With that blessing of choice, however, comes a catch. There’s an argument that the jazz circuit these venues are a part of is a bit too insular and doesn’t allow musicians to get their music out to a wider audience.
First, many of the venues are intimate — meaning pretty small. Playing to a sell-out crowd may mean a group of just 25-30 people. Add to that the fact that most of these small independently run venues have virtually no marketing budgets, so the audiences at these gigs will either be club regulars or die-hard fans of the artist.
An intimate atmosphere can be fantastic, but it’s not exactly the most effective way for artists to promote a new release or try to build a fan-base.
The music policies of some of the venues can also be problematic. A lot of clubs will only book straight-ahead piano trios, or vocalists who perform only the most popular standards or bossa nova-style pop tunes that are easy on amateur ears. There’s definitely a market for this kind of music, but sadly it’s the main reason jazz is seen as easy-listening tunes for older people (and stereotypical old people at that, today’s seniors grew up with rock ‘n’ roll!).
Thankfully, a number of acts are actively seeking the young and young-at-heart. Crossover acts such as Soil & “Pimp” Sessions, Quasimode, indigo jam unit and Fox Capture Plan (recently honored at the Jazz Japan Awards 2013) have attracted younger crowds to their gigs and have had hit albums, too. Other similar acts such as Tri4th, Jazz Collective and bohemianvoodoo are also proving jazz can still resonate in modern ears.
So how are these acts reaching newer audiences? To start with, they mainly perform their own material — and any standards they do perform are often given a much more contemporary arrangement. Consequently, the music sounds fresh and relevant, even appealing to fans who may otherwise shun anything to do with jazz.
Other things that have helped these acts include having a record company that both understands and backs their ambitions, or having a well-known club DJ pick up and actively promote the artists via club events.
More than anything else, though, the key to success for these groups has been where they play their stuff live. Rather than sticking to the traditional jazz circuit and festivals, these bands show up at events and venues more associated with rock or pop acts, resulting in a new crowd that even has some space to dance.
A few of the bigger venues on the circuit have taken notice of this trend. Subsequently, they have been trying to adapt to the new environment in some positive ways.
The Blue Note group of venues is booking an increasing number of younger, hipper acts both from Japan and overseas in addition to its roster of well-established older artists that frequently play its clubs. The customer base is changing as a result.
Likewise, JZ Brat in Shibuya sometimes hosts “club style” nights with acts such as those mentioned above, plus a DJ or two.
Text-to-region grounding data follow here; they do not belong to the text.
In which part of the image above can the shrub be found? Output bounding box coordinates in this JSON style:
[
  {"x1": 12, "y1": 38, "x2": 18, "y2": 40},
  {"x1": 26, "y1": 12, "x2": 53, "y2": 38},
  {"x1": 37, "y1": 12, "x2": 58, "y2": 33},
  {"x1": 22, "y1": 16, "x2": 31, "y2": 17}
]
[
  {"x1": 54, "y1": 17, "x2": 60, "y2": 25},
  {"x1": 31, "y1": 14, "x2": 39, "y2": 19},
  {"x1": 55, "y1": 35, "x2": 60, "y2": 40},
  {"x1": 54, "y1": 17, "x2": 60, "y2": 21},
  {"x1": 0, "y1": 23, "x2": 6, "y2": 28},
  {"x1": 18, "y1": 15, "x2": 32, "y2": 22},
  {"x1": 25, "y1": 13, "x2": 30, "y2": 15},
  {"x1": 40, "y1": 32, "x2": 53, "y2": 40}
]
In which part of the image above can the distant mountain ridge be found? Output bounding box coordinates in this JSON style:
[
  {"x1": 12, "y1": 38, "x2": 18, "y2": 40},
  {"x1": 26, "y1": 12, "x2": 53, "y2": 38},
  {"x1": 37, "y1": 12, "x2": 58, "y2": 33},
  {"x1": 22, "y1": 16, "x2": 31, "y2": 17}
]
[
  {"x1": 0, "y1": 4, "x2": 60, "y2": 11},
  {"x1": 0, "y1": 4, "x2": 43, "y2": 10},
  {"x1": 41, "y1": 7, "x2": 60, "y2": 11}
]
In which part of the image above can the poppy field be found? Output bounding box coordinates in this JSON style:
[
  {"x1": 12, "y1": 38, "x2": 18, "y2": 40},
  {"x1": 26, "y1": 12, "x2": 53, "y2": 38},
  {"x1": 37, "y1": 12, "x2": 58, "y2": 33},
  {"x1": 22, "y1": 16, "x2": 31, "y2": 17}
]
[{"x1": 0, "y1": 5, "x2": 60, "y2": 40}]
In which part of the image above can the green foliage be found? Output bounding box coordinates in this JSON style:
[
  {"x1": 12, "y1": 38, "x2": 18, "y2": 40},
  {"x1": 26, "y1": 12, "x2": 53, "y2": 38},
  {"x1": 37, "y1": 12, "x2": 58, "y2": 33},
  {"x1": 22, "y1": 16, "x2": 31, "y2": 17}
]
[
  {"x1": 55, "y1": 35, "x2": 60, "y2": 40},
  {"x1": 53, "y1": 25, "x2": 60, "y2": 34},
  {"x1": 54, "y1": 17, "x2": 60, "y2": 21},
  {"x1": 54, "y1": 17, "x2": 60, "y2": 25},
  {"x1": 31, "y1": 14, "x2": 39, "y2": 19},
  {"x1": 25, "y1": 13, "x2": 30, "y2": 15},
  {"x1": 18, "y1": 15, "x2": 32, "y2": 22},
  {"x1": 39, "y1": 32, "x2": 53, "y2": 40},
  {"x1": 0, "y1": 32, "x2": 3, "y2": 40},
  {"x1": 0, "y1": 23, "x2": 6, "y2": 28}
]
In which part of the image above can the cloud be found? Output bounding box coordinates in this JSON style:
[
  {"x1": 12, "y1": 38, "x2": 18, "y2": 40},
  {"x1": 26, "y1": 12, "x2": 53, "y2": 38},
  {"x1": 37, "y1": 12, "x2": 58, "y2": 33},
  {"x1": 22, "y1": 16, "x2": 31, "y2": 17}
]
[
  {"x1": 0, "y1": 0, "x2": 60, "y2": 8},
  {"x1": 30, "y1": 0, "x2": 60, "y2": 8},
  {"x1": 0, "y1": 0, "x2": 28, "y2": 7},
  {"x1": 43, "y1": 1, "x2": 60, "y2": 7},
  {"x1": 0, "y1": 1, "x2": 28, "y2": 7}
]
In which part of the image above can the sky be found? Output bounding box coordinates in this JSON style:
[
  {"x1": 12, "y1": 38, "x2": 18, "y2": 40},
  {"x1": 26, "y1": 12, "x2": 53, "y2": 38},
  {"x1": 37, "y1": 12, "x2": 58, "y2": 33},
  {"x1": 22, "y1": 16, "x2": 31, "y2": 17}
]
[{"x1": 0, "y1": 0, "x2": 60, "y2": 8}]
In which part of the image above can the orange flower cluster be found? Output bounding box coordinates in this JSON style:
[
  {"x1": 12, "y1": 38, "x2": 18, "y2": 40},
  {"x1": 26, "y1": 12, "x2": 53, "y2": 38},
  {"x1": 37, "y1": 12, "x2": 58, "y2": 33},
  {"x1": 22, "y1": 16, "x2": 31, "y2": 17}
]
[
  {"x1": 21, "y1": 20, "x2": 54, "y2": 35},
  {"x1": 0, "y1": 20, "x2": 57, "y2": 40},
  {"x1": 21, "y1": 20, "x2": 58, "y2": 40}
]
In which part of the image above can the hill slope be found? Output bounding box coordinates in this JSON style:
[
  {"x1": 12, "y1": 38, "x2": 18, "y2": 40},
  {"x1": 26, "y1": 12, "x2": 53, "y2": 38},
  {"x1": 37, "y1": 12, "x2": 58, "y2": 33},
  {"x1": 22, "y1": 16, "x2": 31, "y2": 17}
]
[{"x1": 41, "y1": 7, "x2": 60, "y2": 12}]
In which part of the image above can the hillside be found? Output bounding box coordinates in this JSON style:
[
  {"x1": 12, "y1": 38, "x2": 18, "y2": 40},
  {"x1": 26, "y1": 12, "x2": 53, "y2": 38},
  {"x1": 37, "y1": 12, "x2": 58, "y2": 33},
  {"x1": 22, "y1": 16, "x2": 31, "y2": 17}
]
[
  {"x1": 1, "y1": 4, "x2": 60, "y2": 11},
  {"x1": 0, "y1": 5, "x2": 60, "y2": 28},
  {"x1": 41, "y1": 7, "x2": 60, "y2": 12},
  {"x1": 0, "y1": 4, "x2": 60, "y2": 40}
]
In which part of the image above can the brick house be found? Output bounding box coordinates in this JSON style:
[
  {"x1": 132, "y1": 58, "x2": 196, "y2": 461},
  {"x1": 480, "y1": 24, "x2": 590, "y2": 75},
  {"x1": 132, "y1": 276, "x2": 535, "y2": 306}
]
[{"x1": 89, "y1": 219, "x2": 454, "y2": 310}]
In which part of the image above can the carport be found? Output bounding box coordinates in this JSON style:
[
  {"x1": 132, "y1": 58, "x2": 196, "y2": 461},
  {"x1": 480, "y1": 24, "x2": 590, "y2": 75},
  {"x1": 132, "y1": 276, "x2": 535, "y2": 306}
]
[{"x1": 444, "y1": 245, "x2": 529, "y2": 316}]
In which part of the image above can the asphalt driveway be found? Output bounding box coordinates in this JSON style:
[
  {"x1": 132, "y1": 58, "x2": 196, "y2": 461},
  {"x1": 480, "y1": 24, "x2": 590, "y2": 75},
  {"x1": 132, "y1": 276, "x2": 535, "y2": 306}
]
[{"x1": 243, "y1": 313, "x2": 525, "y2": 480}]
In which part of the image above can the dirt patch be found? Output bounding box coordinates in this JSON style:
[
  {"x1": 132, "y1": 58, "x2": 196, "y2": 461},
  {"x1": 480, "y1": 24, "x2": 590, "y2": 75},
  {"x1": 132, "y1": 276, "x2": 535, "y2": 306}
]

Tables are removed so that patrons can dance — though maybe someone should get them up to speed on the current antidancing laws plaguing the electronic music scene.
All this doesn’t mean traditional jazz clubs are no longer relevant, though. Far from it, gigging in the smaller clubs presents a lot of musicians with the chance to further hone their craft, work on new compositions and play some of the standards they might not perform elsewhere.
But if jazz artists in Japan really want to reach out to a wider audience, they will need to step out beyond the traditional circuit and seek out shows at other venues as well.